The mound at Foteviken is 22 meters across and five meters tall. Montelius found five graves within the mound. A younger grave was found in the upper part, another was located in a small cairn at the ancient ground level and three graves were dug beneath the mound.
The grave beneath the mound was the most interesting. The dead body has been cremated and the bones placed in a house shaped urn. These so called house urns have been found at several sites in Scania, but the unique thing about the Foteviken urn is that it is the only one with painted decor in black and yellow. Thanks to the painting you can easily imagine the building that the urn was modeled after.
Inside the urn, alongside the burned bones, a bronze knife, bronze awl and a so called double button of bronze was found. Thus no really remarkable finds, objects fairly commonly found in graves from the younger Bronze Age. The painted urn on the other hand was clearlu inspired by objects found south of the Alps.
Since this grave appears to have been the first on the site, created under a small cairn that was added to at later burials, we may have a weak but interesting indication that Foteviken has a very long history as a site for international trade.
Just north of Fotevikens Museum and Lilla Hammar village, at the tip of the narrow isthmus between the bays of Höllviken and Foteviken, one of the largest Iron Age grave fields in Scania is located.

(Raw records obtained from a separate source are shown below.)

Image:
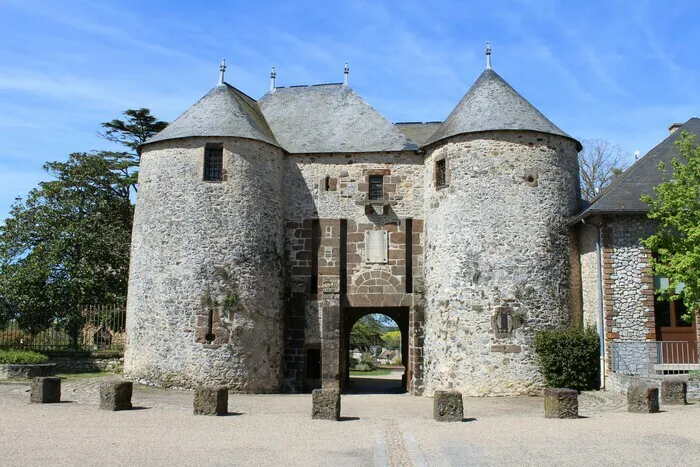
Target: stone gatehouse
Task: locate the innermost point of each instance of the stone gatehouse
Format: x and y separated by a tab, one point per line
265	229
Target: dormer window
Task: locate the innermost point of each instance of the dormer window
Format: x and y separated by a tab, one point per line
214	162
376	187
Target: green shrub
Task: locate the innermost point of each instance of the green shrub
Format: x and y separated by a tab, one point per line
569	358
20	357
364	366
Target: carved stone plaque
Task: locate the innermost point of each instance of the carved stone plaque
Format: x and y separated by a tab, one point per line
376	246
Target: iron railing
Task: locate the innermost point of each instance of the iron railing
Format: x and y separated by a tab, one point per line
93	327
654	358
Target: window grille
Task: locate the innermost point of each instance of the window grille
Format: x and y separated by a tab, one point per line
213	163
440	173
376	187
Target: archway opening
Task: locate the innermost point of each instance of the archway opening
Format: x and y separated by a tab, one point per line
376	350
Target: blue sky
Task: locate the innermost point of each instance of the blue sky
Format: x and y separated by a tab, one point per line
614	70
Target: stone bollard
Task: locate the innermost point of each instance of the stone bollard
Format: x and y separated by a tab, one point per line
211	400
674	392
560	403
46	390
116	395
448	406
642	398
325	404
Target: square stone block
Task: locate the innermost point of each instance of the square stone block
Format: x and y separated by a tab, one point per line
46	390
642	398
211	400
560	403
674	392
447	406
116	395
325	404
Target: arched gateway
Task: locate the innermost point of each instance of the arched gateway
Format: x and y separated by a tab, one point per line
264	228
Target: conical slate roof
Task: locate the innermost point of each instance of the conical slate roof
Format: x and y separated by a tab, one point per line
224	111
329	118
492	104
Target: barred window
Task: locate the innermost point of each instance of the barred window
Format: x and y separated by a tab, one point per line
440	173
213	162
376	187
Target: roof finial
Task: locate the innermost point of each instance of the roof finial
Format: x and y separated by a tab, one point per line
488	55
222	68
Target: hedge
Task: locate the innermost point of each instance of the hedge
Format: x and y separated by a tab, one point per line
569	358
21	357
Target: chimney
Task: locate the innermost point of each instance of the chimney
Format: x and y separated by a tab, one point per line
674	126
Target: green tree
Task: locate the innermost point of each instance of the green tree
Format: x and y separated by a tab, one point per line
132	132
366	333
392	339
676	208
68	243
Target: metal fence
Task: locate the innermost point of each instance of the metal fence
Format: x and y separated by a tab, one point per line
93	327
654	358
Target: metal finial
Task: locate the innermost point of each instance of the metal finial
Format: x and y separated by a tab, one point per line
488	55
222	69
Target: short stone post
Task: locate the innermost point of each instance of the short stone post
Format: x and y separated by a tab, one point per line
211	400
448	406
674	392
46	390
116	395
325	404
642	398
560	403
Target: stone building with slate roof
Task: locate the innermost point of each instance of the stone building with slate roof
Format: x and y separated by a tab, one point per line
618	288
265	229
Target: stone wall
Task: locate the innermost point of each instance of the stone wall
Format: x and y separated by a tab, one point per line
208	252
327	214
628	280
590	292
497	265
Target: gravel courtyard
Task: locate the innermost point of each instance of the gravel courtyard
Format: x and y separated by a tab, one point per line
375	430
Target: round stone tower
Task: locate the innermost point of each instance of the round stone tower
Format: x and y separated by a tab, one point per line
501	181
205	287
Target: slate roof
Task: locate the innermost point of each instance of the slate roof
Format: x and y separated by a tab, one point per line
418	132
224	111
492	104
623	194
329	118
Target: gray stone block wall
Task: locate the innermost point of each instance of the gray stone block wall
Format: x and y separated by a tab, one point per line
497	259
199	247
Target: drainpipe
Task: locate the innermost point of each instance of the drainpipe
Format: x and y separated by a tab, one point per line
601	312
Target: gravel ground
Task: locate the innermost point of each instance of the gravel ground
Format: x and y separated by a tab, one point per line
375	430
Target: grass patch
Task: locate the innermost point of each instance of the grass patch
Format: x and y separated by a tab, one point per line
376	372
21	357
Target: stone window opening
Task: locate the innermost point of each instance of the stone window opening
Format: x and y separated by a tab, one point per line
376	187
213	162
440	173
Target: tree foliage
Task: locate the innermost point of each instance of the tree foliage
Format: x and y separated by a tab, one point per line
366	332
676	243
133	131
392	339
599	162
68	243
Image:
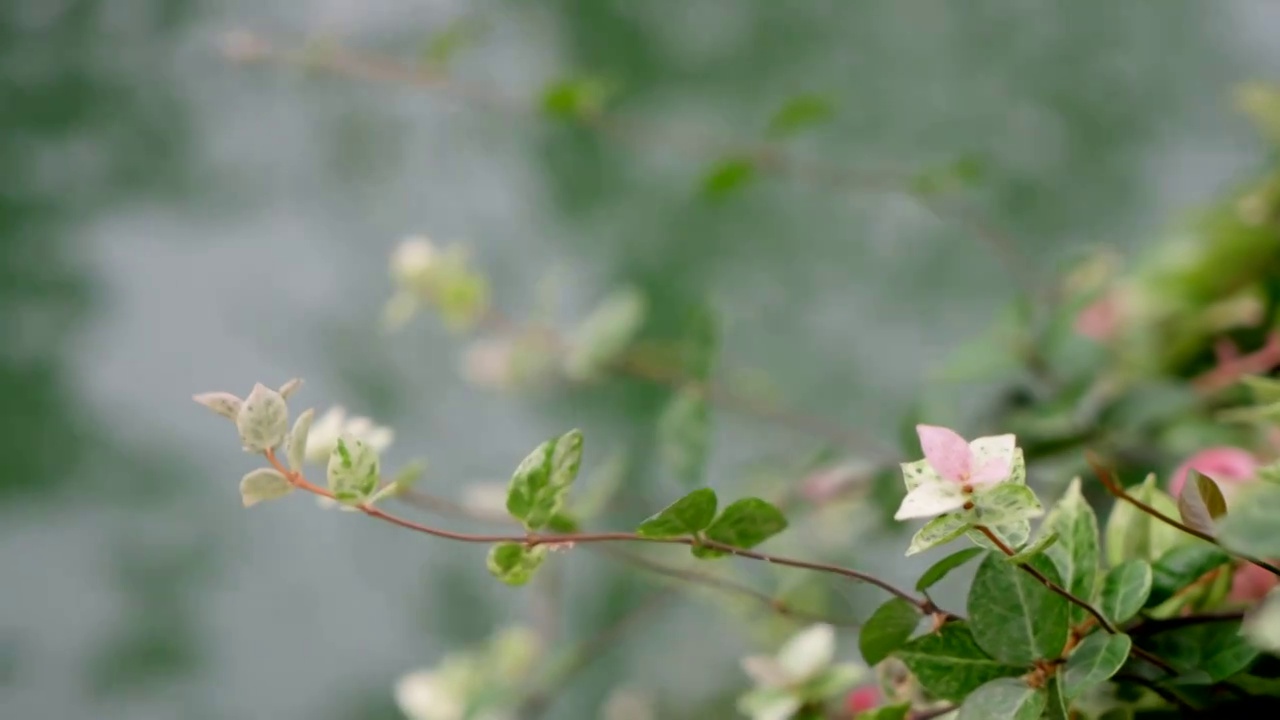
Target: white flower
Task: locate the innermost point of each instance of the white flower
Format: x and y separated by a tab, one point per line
333	424
954	469
426	695
800	673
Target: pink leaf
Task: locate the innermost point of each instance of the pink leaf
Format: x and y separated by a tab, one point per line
946	451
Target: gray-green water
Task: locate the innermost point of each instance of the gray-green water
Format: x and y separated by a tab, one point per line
172	223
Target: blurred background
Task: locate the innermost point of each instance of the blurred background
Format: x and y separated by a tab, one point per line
172	222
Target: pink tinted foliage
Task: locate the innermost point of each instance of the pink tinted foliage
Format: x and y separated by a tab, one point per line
946	451
1224	465
862	700
1100	319
1251	583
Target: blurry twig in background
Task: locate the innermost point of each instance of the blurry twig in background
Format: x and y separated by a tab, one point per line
767	158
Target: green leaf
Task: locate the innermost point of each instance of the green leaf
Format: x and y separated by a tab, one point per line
727	176
353	470
745	523
887	629
684	436
1005	698
1078	552
800	113
942	568
1125	589
442	46
1013	534
938	531
606	333
1033	550
1005	504
513	563
950	665
1093	661
1134	533
264	483
685	516
575	99
540	482
1182	566
887	712
1217	650
1200	502
1252	527
1015	618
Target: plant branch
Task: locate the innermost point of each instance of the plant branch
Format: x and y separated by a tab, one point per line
768	159
1079	602
534	540
1119	492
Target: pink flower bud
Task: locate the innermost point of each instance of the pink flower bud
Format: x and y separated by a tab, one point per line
1224	465
862	700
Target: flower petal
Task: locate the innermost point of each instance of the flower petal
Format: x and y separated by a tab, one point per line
992	459
946	451
808	652
929	500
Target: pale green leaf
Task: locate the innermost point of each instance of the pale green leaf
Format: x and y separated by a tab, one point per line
745	523
940	569
1078	554
685	516
950	665
513	563
261	484
684	436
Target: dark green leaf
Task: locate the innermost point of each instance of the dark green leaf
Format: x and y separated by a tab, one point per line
1077	555
684	436
685	516
1015	618
1201	502
1006	698
745	523
513	563
887	629
800	113
1095	660
727	176
1182	566
1125	589
1252	527
940	569
1217	650
949	664
1057	707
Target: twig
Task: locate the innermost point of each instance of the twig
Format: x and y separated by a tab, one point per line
1119	492
1079	602
588	651
247	48
534	540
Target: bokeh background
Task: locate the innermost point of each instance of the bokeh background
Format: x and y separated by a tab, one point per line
172	222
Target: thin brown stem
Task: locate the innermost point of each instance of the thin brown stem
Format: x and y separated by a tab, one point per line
534	540
767	159
1079	602
1119	492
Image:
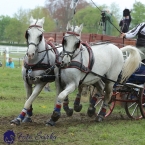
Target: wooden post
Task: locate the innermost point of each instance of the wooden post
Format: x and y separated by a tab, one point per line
4	59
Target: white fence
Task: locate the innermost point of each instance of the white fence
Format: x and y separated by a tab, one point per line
16	49
15	52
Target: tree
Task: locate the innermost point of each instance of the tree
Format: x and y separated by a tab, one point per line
4	22
14	31
40	12
61	12
137	14
91	18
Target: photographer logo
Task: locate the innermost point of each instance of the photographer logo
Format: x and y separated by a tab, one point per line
9	137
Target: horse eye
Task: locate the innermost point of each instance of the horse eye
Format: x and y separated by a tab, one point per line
77	44
64	42
40	37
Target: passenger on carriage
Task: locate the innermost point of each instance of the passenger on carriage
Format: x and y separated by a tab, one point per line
138	31
10	63
125	22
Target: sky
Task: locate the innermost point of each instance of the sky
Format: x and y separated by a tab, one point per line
9	7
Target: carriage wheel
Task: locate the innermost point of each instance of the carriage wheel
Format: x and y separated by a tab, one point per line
99	103
142	102
132	105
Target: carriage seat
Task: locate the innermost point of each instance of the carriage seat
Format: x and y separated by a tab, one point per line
141	86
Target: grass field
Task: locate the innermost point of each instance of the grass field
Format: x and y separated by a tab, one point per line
76	130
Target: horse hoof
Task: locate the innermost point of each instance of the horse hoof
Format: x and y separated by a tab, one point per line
55	116
78	108
27	120
69	112
50	123
91	111
99	118
15	122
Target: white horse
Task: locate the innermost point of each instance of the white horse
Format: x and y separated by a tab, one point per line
38	69
88	66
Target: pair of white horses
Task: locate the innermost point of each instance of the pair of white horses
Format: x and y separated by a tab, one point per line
79	65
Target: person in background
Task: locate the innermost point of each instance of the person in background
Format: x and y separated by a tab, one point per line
125	22
10	63
108	22
47	86
138	31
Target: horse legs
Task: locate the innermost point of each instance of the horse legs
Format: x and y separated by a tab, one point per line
99	87
108	93
28	103
69	111
77	105
57	110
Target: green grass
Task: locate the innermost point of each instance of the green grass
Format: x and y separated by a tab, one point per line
73	130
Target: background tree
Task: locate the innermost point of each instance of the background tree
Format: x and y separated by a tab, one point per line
91	18
4	22
137	14
14	31
61	12
40	12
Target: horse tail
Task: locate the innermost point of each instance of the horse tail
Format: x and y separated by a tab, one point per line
131	63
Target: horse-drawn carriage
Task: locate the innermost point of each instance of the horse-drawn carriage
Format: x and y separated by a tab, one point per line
80	64
130	95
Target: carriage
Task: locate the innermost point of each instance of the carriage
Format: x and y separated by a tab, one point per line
39	54
130	95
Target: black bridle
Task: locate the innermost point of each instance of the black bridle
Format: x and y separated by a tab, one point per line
68	53
27	35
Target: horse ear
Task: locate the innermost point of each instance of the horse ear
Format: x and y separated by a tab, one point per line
43	19
81	27
31	19
68	28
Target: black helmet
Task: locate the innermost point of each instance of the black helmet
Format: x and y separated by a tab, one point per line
126	12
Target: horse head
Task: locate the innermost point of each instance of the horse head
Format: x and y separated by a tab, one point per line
34	36
71	43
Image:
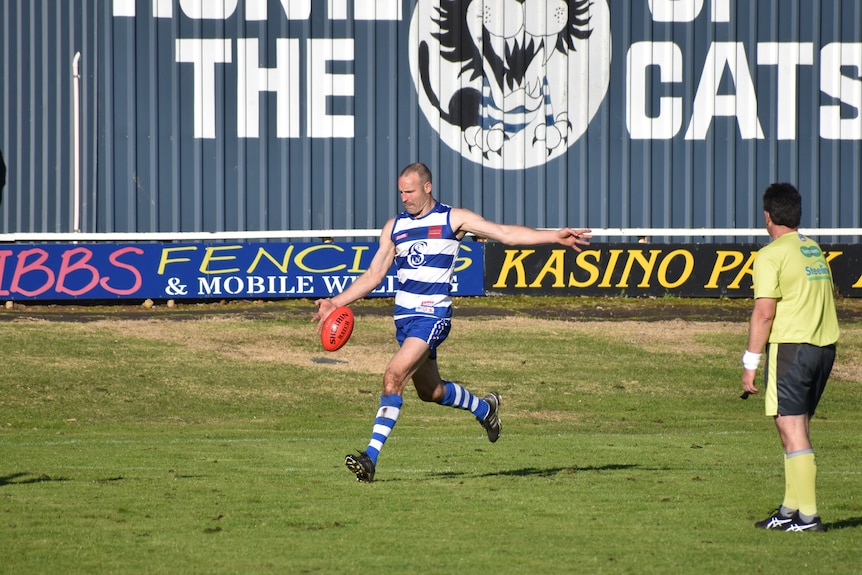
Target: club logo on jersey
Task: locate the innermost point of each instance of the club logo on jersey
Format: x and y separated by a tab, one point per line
416	254
510	84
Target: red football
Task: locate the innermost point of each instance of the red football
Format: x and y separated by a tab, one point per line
337	328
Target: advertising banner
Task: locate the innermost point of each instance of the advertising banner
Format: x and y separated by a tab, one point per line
202	271
704	270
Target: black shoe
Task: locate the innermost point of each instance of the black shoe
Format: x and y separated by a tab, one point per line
776	521
491	423
361	465
797	524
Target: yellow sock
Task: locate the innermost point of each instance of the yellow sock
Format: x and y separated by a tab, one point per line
801	474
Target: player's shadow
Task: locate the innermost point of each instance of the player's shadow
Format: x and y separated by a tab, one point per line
844	524
535	471
17	479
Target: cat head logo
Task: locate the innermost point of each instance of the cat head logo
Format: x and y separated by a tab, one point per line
510	84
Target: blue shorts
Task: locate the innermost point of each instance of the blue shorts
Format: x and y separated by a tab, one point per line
431	330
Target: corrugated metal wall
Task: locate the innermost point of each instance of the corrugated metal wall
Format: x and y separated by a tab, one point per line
298	114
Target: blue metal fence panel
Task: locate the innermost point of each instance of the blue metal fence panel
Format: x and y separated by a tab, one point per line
298	114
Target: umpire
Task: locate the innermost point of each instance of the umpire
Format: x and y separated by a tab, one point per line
794	319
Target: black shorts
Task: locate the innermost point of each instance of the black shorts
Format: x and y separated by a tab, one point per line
795	375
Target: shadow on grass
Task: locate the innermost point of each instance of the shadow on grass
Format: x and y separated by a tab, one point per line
844	524
534	471
16	479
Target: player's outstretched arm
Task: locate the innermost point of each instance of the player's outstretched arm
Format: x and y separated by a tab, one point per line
464	220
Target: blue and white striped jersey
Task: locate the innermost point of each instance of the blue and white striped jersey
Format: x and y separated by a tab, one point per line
425	253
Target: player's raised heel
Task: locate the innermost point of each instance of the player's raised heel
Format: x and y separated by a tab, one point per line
491	423
361	465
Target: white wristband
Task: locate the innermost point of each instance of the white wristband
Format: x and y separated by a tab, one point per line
750	360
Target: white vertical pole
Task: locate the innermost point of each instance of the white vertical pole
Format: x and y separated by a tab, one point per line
76	144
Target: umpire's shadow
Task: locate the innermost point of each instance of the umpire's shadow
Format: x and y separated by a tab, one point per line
15	479
535	471
844	524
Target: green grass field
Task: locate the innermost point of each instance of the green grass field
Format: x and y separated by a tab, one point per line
215	444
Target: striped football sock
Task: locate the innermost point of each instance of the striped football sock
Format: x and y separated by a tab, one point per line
458	396
387	415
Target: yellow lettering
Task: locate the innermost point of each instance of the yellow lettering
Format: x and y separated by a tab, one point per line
165	260
514	260
747	269
722	265
282	265
210	257
591	269
647	265
686	272
612	263
463	263
300	258
554	266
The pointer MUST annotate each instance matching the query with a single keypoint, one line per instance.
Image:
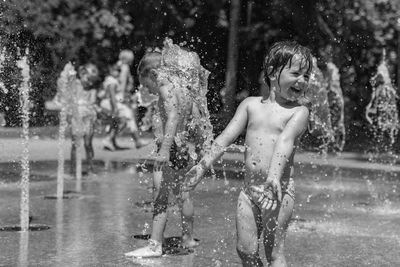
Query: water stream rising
(24, 104)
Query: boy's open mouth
(295, 89)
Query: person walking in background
(173, 75)
(126, 86)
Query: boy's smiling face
(292, 82)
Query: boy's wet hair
(114, 67)
(151, 60)
(126, 55)
(90, 70)
(282, 53)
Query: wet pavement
(347, 212)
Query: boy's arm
(228, 135)
(170, 103)
(111, 89)
(123, 78)
(284, 147)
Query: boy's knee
(160, 204)
(249, 258)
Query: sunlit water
(24, 103)
(335, 214)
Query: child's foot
(189, 242)
(153, 249)
(107, 145)
(141, 143)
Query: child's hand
(272, 194)
(193, 177)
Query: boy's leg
(274, 240)
(248, 224)
(88, 143)
(187, 210)
(73, 155)
(161, 192)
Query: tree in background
(58, 31)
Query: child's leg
(160, 197)
(274, 240)
(161, 192)
(88, 143)
(248, 222)
(74, 139)
(187, 210)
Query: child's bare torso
(266, 121)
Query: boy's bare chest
(268, 117)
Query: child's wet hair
(282, 53)
(151, 60)
(126, 55)
(90, 70)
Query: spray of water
(382, 114)
(24, 104)
(63, 99)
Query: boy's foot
(141, 143)
(107, 145)
(153, 249)
(189, 242)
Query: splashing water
(2, 59)
(24, 103)
(320, 116)
(182, 68)
(336, 105)
(64, 99)
(381, 112)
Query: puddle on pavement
(17, 228)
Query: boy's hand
(193, 177)
(271, 194)
(162, 157)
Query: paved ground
(347, 211)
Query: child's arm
(283, 150)
(113, 101)
(170, 103)
(230, 133)
(123, 78)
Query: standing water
(67, 77)
(24, 103)
(381, 112)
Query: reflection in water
(59, 227)
(23, 248)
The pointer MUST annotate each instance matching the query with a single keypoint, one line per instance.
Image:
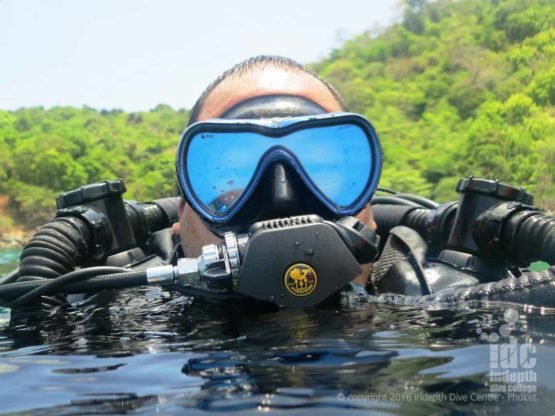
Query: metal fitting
(159, 275)
(210, 254)
(232, 253)
(187, 271)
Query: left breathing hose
(56, 249)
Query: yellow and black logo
(300, 279)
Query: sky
(136, 54)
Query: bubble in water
(511, 316)
(505, 330)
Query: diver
(267, 87)
(276, 180)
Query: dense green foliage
(45, 152)
(454, 89)
(457, 89)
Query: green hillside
(456, 88)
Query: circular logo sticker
(300, 279)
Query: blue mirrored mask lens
(221, 165)
(336, 162)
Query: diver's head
(262, 87)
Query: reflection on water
(147, 351)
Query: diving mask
(335, 158)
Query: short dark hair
(249, 65)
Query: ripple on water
(146, 352)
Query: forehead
(266, 81)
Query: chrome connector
(187, 271)
(232, 250)
(160, 275)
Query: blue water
(147, 351)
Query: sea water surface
(149, 351)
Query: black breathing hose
(530, 236)
(56, 249)
(85, 280)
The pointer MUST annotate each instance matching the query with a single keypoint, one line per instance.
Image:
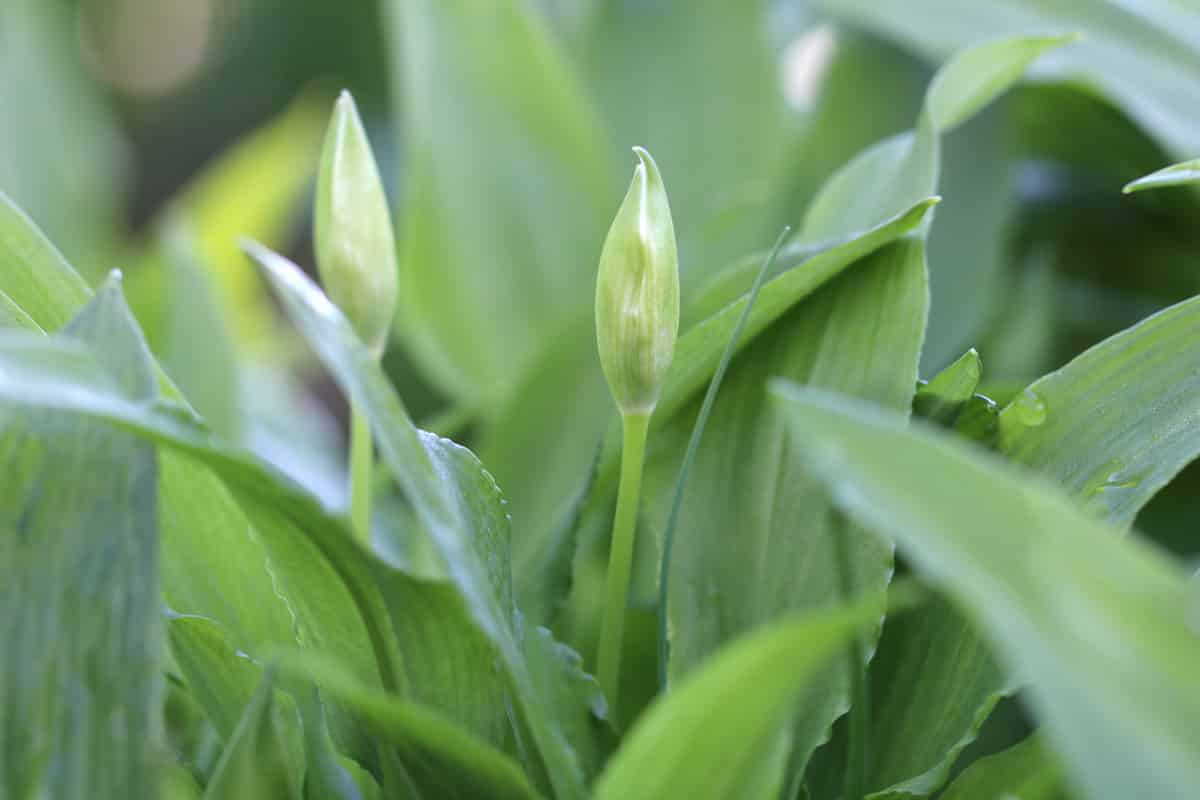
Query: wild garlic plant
(793, 561)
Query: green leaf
(221, 681)
(934, 683)
(443, 758)
(1143, 58)
(35, 276)
(713, 734)
(256, 188)
(455, 500)
(1095, 621)
(63, 151)
(509, 187)
(786, 554)
(1026, 771)
(898, 172)
(1117, 422)
(654, 70)
(79, 572)
(942, 398)
(972, 78)
(1187, 172)
(445, 661)
(210, 565)
(256, 763)
(1122, 409)
(197, 346)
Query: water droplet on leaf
(1030, 408)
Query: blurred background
(149, 134)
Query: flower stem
(621, 557)
(360, 473)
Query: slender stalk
(859, 717)
(621, 555)
(361, 459)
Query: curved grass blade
(1181, 174)
(669, 530)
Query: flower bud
(637, 293)
(353, 235)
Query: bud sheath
(354, 240)
(637, 293)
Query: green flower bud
(637, 293)
(354, 240)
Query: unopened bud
(637, 293)
(354, 240)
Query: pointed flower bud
(637, 293)
(354, 240)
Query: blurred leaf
(1096, 623)
(1187, 172)
(1024, 771)
(1144, 56)
(735, 709)
(508, 192)
(456, 501)
(63, 155)
(255, 762)
(219, 679)
(655, 68)
(1117, 422)
(443, 758)
(197, 350)
(942, 398)
(79, 576)
(13, 317)
(257, 188)
(34, 274)
(210, 565)
(1101, 423)
(900, 170)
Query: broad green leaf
(901, 169)
(219, 679)
(508, 191)
(697, 355)
(13, 317)
(1145, 56)
(942, 398)
(256, 762)
(222, 680)
(81, 680)
(1096, 623)
(1026, 771)
(35, 276)
(443, 758)
(213, 563)
(934, 683)
(1120, 432)
(655, 67)
(711, 737)
(1119, 421)
(545, 482)
(785, 554)
(445, 661)
(456, 503)
(1181, 174)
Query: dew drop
(1031, 409)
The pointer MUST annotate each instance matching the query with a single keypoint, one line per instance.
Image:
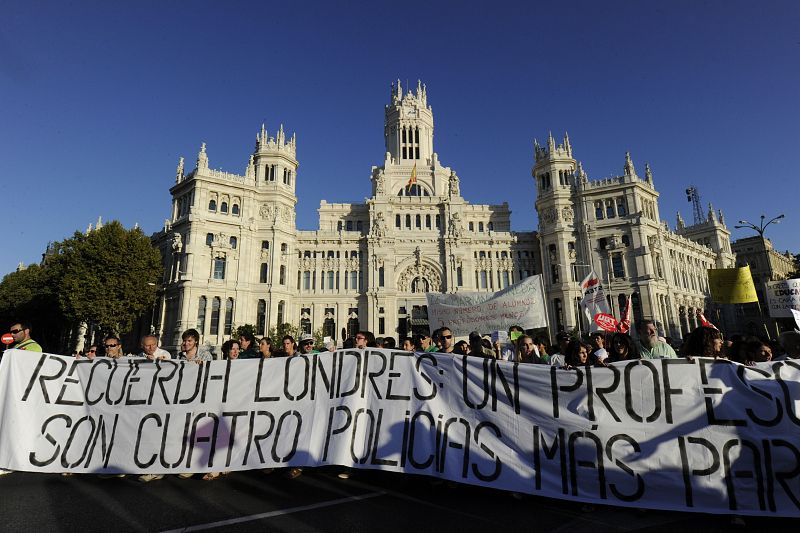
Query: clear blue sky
(99, 99)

No less than 141 skeletal graves have been found.
It all started in 1931. A building contractor bought the land to build a gravel pit. Immediately skeletal remains were found, lying very shallow under the land mixed soil layer covering the isthmus. The archaeologist Folke Hansen was called in and during four summers he and his helpers dug out the graves.
During spring of 1935 a desperate excavation leader can be found in the news press. The money the National Heritage Board has contributed had only been grants from so called "travel order" and funds for further excavations could not be granted:
"If anything else is to be done it must happen this summer. After that it will be too late. The building contractor cannot be blamed that five graves were destroyed, like last spring, as regrettable as that is."
Though the active Folke Hansen managed to get private contributors to provide funds to continue excavations. The following year he thusly could sum up a very successful excavation project of one of Scania's most interesting Iron Age grave fields:
"This year's excavation is focused to areas to the west and east of the previously examined site. The western side holds graves with beautifully ornamented clay pots, combs and beautiful mosaic pearls, while the eastern side, where extensive burials have taken place, only holds poorly burned clay pots, the odd pearl and simple iron objects. Everything points toward that the grave field has been in use throughout several centuries, likely from the start of of the first century AD and all the way until the end of the pagan times."
Folke Hansen also notes that he by the summer 1936 has examined such a large area around the gravel pit that the activity there is unlikely to ruin any more important remains for many years to come:
"What remains of the mighty grave field I hope will be left for coming ages."
Thus this grave field by Öresund was mostly forgotten.
At a cable digging some years ago the archaeologists found several remnants of buildings north of the main road to Vellinge. Here, by the stream that ran from the Stora Hammar medieval village to the Foteviken bay, are also cultural layers, i.e. waste layers from the Iron Age, about 1500 years ago.
At the construction of a large shopping centre with parking lots by the first roundabout north of Höllviken village numerous pole holes after several longhouses were found, along with other remnants of settlement from the centuries around the birth of Christ.